We are seeing a national surge in RSV cases, including here in the community, that is seriously straining the healthcare infrastructure. As of 11/4, Maine Health in Portland released a notice that 100% of their pediatric ICU beds were occupied due to RSV cases. EMMC followed with a release not long after that their own pediatric ICU beds were at 97% of capacity for the same reason. Hospitals in lower New England have been so overrun with pediatric RSV cases that patients are being transferred up to Southern Maine from Vermont and New Hampshire. There is currently a treatment option for RSV, however, its use is severely limited. At this time, it is really only prescribed for pre-term infants.

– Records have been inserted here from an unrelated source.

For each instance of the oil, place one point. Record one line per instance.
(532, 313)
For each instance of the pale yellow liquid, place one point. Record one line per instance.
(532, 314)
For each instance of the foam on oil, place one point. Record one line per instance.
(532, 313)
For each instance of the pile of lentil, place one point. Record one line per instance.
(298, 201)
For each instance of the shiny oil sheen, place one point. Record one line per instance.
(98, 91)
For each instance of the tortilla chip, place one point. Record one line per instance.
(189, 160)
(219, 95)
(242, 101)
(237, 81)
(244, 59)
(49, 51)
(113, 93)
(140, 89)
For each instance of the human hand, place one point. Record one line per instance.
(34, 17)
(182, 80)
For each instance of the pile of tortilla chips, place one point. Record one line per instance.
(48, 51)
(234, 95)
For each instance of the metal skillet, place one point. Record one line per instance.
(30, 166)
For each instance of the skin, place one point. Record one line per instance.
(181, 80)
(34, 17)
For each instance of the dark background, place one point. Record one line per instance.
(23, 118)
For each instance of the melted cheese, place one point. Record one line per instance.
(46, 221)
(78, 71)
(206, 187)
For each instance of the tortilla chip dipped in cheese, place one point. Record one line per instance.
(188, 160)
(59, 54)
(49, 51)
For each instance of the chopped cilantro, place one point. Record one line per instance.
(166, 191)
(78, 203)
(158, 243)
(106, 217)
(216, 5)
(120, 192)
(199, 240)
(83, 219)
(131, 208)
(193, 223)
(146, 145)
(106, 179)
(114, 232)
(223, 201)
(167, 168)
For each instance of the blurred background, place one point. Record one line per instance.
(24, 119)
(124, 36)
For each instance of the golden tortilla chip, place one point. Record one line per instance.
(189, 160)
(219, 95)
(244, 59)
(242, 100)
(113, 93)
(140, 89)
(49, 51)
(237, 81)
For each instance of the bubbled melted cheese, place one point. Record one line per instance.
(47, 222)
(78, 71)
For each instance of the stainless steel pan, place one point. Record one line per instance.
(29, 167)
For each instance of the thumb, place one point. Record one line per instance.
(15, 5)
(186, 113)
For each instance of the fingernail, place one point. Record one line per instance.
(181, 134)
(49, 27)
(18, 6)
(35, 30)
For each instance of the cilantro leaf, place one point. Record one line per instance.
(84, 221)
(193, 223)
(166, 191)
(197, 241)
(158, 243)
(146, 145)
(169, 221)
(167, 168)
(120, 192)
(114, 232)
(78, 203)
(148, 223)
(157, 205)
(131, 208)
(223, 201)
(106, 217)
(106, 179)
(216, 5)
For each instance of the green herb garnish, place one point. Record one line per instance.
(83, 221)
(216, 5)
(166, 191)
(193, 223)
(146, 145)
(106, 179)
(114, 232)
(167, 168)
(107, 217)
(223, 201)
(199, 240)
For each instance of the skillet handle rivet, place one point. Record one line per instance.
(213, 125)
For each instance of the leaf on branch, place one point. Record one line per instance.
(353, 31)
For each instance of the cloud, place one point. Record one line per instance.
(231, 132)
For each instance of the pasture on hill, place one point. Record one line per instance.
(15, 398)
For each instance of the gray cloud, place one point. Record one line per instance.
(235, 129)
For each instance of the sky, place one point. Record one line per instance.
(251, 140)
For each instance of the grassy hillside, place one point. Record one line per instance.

Recent surveillance reporting from the Maine CDC indicate that Influenza is on the rise in Maine. The most prevalent strain in circulation right now is the H3N2 strain of Influenza A. We are currently averaging 1 case per day in December at the Health Department. While early genotyping from Maine’s HETL laboratory indicates that the flu shot components for this season are a good match for the influenza currently in circulation, H3N2 strains are notoriously resistant to flu vaccinations. A recent update from the Chief Medical Officer at IHS stated that national agencies are predicting the worst flu season in two decades. H3N2 strains also tend to disproportionately affect the lower age range of elders (50-60 yo) rather than the oldest patients as would generally be expected. The reason for this is rather complicated and can be traced to the first influenza strains each generation is exposed to as children. I can answer any questions about this as-needed.
Current Public Health guidance suggests encouraging people to choose to mask in social settings and to suggest they introduce some social distancing as we head into the holiday season. But these are now suggestions only, of course.